ANTONELLA LATTANZI Il mio libro preferito è Il maestro e Margherita, l’ho letto varie volte. Mi piace molto anche Philip Roth, invece tra gli italiani adoro Fenoglio, soprattutto La questione privata, poi Vittorini, Calvino e anche Walter Siti e Domenico Starnone.
Quali sono le vostre dipendenze, nel bene e nel male?
NICOLA LAGIOIA Qualsiasi scrittore ha una dipendenza per la scrittura. Un libro può tenerti occupato per due, tre anni in cui ti occupi sempre della stessa cosa. Se questa dipendenza non c’è, se la scrittura non ti chiama a sé non scrivi un libro. È una forma di urgenza, e anche un’esperienza conoscitiva. È qualcosa che sta a metà tra l’esorcista e lo scienziato, hai a che fare con i tuoi demoni e come uno scienziato vuoi scoprire le leggi che governano la vita dell’uomo.
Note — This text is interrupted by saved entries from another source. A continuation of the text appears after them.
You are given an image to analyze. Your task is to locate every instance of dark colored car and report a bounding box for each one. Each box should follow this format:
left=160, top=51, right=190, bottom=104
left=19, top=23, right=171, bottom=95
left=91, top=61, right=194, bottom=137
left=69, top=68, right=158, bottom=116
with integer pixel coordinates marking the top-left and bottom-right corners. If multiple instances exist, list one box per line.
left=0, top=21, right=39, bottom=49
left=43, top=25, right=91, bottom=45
Come il mito di Faust, che alla conoscenza sacrificherebbe tutto.
ANTONELLA LATTANZI La scrittura è una dipendenza: quando va bene, va tutto bene, quando invece va male, va tutto male. E deriva da un’altra dipendenza: quella per la lettura. All’inizio, quando arrivai a Roma mi sentivo sola e lessi “Amabili resti”: mi sentii subito felice. Sono anche dipendente dalle sigarette, dal computer e dai miei genitori.
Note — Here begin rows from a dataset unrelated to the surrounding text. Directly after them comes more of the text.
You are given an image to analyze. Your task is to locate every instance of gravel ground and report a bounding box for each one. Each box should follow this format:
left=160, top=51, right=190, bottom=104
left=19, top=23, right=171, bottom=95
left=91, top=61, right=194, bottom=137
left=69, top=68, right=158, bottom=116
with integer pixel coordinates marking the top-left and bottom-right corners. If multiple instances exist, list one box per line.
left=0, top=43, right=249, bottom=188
Quali sono i vostri rapporti con la terra d’origine?
NICOLA LAGIOIA Ho un rapporto non riconciliato con Bari, quando ci torno la mia vita affettiva è altrove. A Bari però si è popolata la mia prima vita affettiva, la prima fidanzata…Sono contento invece di questa primavera pugliese, del fermento della Puglia in questi anni, ma è da prendere con le molle, vediamo cosa succede…Certo sarebbe bello un rinnovamento del sud.
ANTONELLA LATTANZI Con la mia terra ho un rapporto di odio e amore. Ho imparato ad amarla solo quando me ne sono andata perché da lontano ho capito il valore di certe cose. Mi manca per esempio l’odore del mare. A Bari si sente l’odore del mare ovunque stai. Non ci torno spesso perché il distacco è sempre doloroso, però ci penso, mi sento barese.
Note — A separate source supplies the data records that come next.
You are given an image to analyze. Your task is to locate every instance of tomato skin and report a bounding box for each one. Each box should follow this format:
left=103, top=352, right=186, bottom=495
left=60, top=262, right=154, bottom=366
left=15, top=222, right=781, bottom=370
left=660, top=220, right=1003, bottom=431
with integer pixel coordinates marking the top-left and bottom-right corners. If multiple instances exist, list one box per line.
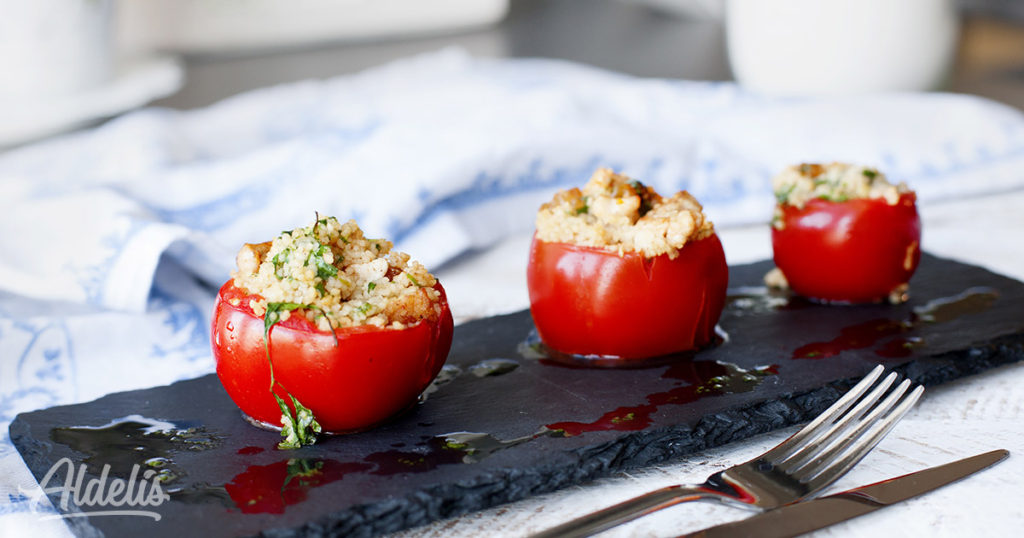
left=211, top=280, right=454, bottom=434
left=771, top=193, right=921, bottom=303
left=526, top=234, right=729, bottom=361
Quando è nata la voglia di diventare scrittori?
NICOLA LAGIOIA Non so, penso quando ho cominciato il primo anno dell’università. L’importante è non prenderla come una carriera, perché è una continua scommessa con il fallimento. Per arrivare a una scoperta, uno scienziato fa tanti passi falsi prima di trovare la soluzione. Così quando stai scrivendo qualcosa capita che scrivi diverse pagine e poi le butti, succede.
ANTONELLA LATTANZI Andavo a scuola dalle suore, in terza elementare, una volta, il titolo del tema era: “Vi parlo di me”. Io scrissi che da grande volevo fare la scrittrice, che volevo scrivere storie per far ridere e far piangere. Avevo anche disegnato la copertina di un libro, era gialla e sopra c’era scritto: “Il mio primo libro”. Ho iniziato scrivendo racconti. Poi cominciavo romanzi che non finivo, perché ci vuole maturità stilistica per portarli avanti. Questa è la prima volta che ho padronanza della tecnica della scrittura. E questo romanzo parte da un racconto sull’eroina. Avevo scritto tanti racconti su prostituzione, sesso, pedofilia. Il lettore sente la sincerità dell’autore e l’importante è parlare di ciò che si sente dentro. Ci è voluto molto coraggio per scrivere questa storia.